Sekarang dengan demikian kita nantikan bagaimana posisi Nadiem atas sistem pemberian nilai termaksud. Akankah Nadiem hanya memberikan kebijakan umum dan memberikan keleluasaan kepada para guru untuk memilih model dan metode penilaian sendiri, atau, Nadiem akan memberikan Juklak dan Jeknis secara rinci dan kaku.
Ironisnya, kebijakan manapun yang akan diambil oleh Nadiem tidak dapat tidak akan terbentur dengan sistem-sistem ujian yaitu Ujian Nasional, Ujian Akhir Sekolah, dan Ujian Akhir Semester.
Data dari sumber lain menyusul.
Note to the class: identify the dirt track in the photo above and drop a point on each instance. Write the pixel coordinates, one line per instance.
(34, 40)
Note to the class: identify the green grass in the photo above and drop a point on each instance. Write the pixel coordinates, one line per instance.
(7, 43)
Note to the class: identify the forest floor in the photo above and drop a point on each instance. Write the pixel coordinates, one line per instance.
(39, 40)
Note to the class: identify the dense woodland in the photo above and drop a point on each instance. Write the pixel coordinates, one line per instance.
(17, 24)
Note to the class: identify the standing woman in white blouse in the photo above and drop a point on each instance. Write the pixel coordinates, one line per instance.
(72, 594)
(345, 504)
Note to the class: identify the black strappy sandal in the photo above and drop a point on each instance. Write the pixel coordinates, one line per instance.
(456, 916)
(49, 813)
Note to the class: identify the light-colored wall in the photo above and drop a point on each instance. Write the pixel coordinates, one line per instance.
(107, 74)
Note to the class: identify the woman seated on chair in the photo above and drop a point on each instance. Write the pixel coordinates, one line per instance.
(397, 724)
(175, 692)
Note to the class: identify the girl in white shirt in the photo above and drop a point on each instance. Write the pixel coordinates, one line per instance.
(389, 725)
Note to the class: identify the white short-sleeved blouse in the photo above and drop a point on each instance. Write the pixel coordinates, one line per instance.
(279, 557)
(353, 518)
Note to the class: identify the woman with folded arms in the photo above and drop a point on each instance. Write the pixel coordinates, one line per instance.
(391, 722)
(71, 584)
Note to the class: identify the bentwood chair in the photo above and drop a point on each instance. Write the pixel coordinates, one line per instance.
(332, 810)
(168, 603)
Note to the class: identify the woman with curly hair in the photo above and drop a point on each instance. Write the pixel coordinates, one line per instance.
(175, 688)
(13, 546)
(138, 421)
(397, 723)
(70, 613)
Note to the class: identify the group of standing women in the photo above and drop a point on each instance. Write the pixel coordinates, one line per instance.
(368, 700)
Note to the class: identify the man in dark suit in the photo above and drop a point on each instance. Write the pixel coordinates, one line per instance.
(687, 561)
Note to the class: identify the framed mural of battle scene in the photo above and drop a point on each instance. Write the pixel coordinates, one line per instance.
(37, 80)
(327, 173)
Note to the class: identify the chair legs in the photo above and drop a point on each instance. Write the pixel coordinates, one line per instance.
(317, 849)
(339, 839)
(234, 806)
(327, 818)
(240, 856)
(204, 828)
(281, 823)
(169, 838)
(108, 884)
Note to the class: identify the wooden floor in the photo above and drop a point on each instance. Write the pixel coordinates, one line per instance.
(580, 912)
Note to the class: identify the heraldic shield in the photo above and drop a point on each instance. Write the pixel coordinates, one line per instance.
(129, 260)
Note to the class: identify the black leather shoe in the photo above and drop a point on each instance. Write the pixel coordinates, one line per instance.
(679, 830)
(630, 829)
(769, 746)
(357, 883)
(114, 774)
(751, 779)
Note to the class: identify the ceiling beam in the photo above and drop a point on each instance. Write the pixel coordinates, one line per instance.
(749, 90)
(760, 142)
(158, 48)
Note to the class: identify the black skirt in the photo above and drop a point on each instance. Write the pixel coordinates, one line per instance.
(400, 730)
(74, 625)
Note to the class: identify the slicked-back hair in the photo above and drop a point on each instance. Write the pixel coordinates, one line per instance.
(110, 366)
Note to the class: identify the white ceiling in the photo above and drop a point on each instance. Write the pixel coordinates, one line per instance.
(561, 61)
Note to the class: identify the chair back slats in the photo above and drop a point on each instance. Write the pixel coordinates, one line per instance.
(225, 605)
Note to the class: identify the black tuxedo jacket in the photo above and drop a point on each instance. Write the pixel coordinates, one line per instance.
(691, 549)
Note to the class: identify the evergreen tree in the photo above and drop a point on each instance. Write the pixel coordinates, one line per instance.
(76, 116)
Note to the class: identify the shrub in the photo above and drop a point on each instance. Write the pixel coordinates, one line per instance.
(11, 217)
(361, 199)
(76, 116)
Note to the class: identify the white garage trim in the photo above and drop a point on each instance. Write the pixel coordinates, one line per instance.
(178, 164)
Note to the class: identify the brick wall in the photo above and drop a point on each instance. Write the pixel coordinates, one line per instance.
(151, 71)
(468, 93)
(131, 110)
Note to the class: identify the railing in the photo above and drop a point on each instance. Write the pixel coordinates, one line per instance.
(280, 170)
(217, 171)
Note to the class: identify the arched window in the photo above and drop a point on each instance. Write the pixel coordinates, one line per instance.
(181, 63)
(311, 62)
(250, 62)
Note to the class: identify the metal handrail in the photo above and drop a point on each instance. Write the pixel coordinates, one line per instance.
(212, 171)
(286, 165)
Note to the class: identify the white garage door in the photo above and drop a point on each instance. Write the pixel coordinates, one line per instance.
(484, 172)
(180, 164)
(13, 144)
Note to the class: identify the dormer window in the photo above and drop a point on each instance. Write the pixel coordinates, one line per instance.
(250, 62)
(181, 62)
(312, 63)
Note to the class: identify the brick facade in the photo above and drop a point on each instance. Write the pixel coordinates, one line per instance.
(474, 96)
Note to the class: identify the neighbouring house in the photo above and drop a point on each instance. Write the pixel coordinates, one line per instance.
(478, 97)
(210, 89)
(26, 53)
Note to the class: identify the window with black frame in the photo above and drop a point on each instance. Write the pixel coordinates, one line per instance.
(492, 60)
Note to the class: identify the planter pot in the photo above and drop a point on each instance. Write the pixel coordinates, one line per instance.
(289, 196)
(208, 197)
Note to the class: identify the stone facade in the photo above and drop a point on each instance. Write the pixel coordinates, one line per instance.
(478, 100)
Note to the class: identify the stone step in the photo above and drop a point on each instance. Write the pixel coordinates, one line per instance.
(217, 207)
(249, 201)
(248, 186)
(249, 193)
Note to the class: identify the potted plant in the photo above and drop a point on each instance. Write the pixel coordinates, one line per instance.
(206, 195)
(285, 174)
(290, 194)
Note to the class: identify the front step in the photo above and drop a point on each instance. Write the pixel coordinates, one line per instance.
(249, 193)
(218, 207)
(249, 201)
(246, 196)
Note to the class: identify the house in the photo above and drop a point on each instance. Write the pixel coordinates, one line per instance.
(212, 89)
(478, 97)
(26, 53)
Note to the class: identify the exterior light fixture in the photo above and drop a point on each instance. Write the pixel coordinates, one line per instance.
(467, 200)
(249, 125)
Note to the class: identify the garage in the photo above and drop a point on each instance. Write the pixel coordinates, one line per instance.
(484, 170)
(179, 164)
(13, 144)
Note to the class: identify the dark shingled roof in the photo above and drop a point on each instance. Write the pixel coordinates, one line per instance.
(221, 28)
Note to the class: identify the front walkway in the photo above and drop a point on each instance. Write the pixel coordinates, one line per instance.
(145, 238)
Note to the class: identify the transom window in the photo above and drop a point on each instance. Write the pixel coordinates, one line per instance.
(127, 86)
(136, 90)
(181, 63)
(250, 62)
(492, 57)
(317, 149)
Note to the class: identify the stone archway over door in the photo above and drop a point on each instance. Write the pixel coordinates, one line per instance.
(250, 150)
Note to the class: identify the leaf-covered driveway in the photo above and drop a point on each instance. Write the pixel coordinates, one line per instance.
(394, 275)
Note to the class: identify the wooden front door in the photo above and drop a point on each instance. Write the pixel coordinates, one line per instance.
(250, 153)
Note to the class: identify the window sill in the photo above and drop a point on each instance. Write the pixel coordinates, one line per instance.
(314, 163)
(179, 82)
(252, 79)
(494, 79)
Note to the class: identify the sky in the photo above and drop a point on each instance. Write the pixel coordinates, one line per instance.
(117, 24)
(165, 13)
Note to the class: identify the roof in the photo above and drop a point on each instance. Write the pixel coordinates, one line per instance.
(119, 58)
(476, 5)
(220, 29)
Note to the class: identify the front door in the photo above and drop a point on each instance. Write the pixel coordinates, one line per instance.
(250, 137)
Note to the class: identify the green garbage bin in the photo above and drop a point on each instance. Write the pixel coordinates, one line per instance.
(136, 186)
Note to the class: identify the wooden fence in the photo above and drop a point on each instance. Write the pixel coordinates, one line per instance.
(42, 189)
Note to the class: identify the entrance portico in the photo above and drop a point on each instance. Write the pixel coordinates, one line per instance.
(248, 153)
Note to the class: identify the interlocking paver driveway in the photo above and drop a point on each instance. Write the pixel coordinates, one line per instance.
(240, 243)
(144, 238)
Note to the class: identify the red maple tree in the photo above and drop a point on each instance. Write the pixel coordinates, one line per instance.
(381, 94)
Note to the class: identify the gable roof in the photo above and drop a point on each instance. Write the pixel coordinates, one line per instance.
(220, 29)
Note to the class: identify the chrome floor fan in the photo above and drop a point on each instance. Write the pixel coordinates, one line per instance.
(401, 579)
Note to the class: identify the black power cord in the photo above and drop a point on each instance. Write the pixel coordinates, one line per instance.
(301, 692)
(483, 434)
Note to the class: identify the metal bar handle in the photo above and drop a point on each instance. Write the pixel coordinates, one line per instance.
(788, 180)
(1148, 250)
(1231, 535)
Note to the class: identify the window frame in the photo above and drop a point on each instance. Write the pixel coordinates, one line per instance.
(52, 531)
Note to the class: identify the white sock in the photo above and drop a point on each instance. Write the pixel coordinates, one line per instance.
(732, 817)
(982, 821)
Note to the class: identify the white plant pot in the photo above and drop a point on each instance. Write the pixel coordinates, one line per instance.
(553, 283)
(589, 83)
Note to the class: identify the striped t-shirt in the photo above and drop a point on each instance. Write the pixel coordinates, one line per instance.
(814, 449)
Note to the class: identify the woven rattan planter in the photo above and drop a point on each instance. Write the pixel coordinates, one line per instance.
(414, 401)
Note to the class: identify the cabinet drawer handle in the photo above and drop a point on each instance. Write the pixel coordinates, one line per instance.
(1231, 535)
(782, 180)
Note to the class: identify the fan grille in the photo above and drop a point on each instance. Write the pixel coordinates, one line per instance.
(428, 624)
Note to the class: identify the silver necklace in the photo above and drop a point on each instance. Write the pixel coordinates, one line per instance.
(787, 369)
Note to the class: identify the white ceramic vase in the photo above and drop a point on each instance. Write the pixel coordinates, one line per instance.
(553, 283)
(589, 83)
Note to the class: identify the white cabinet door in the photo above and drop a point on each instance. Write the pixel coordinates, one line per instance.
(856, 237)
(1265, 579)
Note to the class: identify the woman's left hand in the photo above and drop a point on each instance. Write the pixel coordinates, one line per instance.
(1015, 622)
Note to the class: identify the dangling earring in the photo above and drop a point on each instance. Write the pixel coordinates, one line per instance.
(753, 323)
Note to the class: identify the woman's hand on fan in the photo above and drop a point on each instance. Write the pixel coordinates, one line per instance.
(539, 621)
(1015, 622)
Guru tidak diberikan otoritas dan/atau kepercayaan untuk memeriksa hasil ujian para muridnya. Guru memeriksa hasil ujian murid lain yang tidak dikenalnya.
Guru juga tidak diberikan hak untuk membuat soal untuk para muridnya. Soal-soal UJian Akhir Semeter dan Ujian Akhir Sekolah dibuat oleh atasan guru yaitu Dinas Pendidikan, dan soal-soal Ujian Nasional dibuat oleh Nadiem Makarim sendiri.
Bagaimana guru dapat menciptakan inovasi mengajar dengan sistim Top Down yang kaku seperti ini? Bagaimana guru dapat melakukan inovasi jika tidak memiliki independensi dalam mengajar, membuat soal, dan menilai? Bagaimana guru dapat melakukan inovasi jika guru-guru terbelenggu untuk menulis buku pelajaran?